The $cando field is an associative array of booleans. You need to set the array fields to true for all functions your backend provides. Here is a list of keys in $cando and their meaning:

Only two functions need to be implemented. But the more you do the more the frontend will be able to do.

See basic.class.php for the methods' arguments and return values.

Well your class should have a constructor of course Set the fields mentioned above here.

This function need to check if the given user ($user) exists and the given plaintext password ($pass) is correct.

Used to return user information like email address and real name.

Return false or an array with the keys 'name' ⇒ string, 'mail' ⇒ string, 'grps' ⇒ array

All these methods are optional and will only be called if the appropriate cando fields are set

If $cando['external'] is true, this function is used to authenticate a user – all other DokuWiki internals will not be used for authenticating. The function can be used to authenticate against third party cookies or Apache auth mechanisms and replaces the auth_login() function from inc/auth.php.

If this function is implemented you may omit all other functions from your module (even the required ones above - except for the constructor of course).

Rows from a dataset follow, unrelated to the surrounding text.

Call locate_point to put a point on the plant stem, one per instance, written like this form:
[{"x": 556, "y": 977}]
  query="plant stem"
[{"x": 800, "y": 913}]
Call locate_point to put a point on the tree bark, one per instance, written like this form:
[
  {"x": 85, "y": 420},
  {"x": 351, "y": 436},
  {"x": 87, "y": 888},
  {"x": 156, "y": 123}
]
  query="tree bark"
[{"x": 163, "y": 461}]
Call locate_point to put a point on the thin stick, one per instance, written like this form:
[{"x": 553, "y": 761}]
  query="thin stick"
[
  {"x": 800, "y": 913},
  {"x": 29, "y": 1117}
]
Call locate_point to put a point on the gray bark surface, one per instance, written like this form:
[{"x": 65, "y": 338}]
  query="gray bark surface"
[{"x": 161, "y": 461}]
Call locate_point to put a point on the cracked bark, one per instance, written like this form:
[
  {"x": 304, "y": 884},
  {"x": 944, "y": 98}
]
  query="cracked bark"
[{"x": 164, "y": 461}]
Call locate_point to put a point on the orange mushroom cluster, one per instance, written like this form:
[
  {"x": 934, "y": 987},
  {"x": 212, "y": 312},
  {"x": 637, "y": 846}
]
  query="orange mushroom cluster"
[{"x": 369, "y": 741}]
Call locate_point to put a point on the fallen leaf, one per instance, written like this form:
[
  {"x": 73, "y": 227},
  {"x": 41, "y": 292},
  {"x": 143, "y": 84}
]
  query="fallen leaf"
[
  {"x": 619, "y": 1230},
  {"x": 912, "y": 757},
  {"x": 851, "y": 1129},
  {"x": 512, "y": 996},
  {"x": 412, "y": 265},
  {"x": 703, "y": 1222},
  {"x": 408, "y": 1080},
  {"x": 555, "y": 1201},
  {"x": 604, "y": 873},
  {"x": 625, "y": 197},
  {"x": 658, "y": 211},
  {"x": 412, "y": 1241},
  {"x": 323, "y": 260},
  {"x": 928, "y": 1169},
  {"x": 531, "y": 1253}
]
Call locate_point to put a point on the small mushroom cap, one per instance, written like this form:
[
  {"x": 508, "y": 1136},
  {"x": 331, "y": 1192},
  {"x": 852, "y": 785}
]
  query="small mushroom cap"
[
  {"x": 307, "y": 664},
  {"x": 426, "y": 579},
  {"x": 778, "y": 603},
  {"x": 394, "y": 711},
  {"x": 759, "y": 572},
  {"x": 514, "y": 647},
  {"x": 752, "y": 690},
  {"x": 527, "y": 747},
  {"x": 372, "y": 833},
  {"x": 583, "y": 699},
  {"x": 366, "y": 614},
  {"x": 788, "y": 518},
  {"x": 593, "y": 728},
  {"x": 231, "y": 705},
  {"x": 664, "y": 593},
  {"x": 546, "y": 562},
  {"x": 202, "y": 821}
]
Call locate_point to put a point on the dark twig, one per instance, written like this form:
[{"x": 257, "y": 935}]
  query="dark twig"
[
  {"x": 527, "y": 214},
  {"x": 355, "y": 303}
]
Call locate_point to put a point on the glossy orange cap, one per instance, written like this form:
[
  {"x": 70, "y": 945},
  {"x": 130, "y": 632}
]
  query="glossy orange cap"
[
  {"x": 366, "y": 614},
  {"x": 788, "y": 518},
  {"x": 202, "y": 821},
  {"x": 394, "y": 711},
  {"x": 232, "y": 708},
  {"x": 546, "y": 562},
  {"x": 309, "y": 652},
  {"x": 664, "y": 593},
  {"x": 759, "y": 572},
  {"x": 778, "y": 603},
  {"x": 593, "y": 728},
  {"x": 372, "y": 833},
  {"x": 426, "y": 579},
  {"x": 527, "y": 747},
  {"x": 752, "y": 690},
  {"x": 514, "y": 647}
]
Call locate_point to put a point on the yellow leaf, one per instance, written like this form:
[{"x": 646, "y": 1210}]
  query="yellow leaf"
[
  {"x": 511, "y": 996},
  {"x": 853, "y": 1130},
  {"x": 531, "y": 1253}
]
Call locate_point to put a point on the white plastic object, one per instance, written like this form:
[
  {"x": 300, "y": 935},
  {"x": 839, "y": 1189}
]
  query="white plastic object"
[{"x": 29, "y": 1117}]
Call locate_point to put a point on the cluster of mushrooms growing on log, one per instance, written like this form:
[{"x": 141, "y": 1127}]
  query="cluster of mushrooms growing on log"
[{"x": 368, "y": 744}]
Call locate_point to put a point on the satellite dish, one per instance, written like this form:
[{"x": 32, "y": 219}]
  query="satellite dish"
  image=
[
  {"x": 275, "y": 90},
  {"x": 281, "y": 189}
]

Have a look at the punbb backend for an example usage of this function. According to the punbb example the trustExternal() function has to set the following global variables:

$USERINFO['name']
$USERINFO['mail']
$USERINFO['grps']
$_SERVER['REMOTE_USER']
$_SESSION[DOKU_COOKIE]['auth']['user']
$_SESSION[DOKU_COOKIE]['auth']['info'] = $USERINFO;

For a description of the $USERINFO variables see the documentation of the GetUserData function. Do not forget to add 'global $USERINFO' to the start of this function, to make the variable accessible.

Another thing to to keep in mind if you're implementing Single Sign On based on a cookie, is that if you want to be able to use DokuWiki's login form when SSO cookie is not present, you need to set that cookie once you verify the credentials, so on next page load you can authenticate based on that SSO cookie as $user and $pass variables will be empty since login form is not submitted. In punbb this is done with pun_setcookie() function call.

Dokuwiki will not show any message if the login failed, therefore this method shall show some information using msg().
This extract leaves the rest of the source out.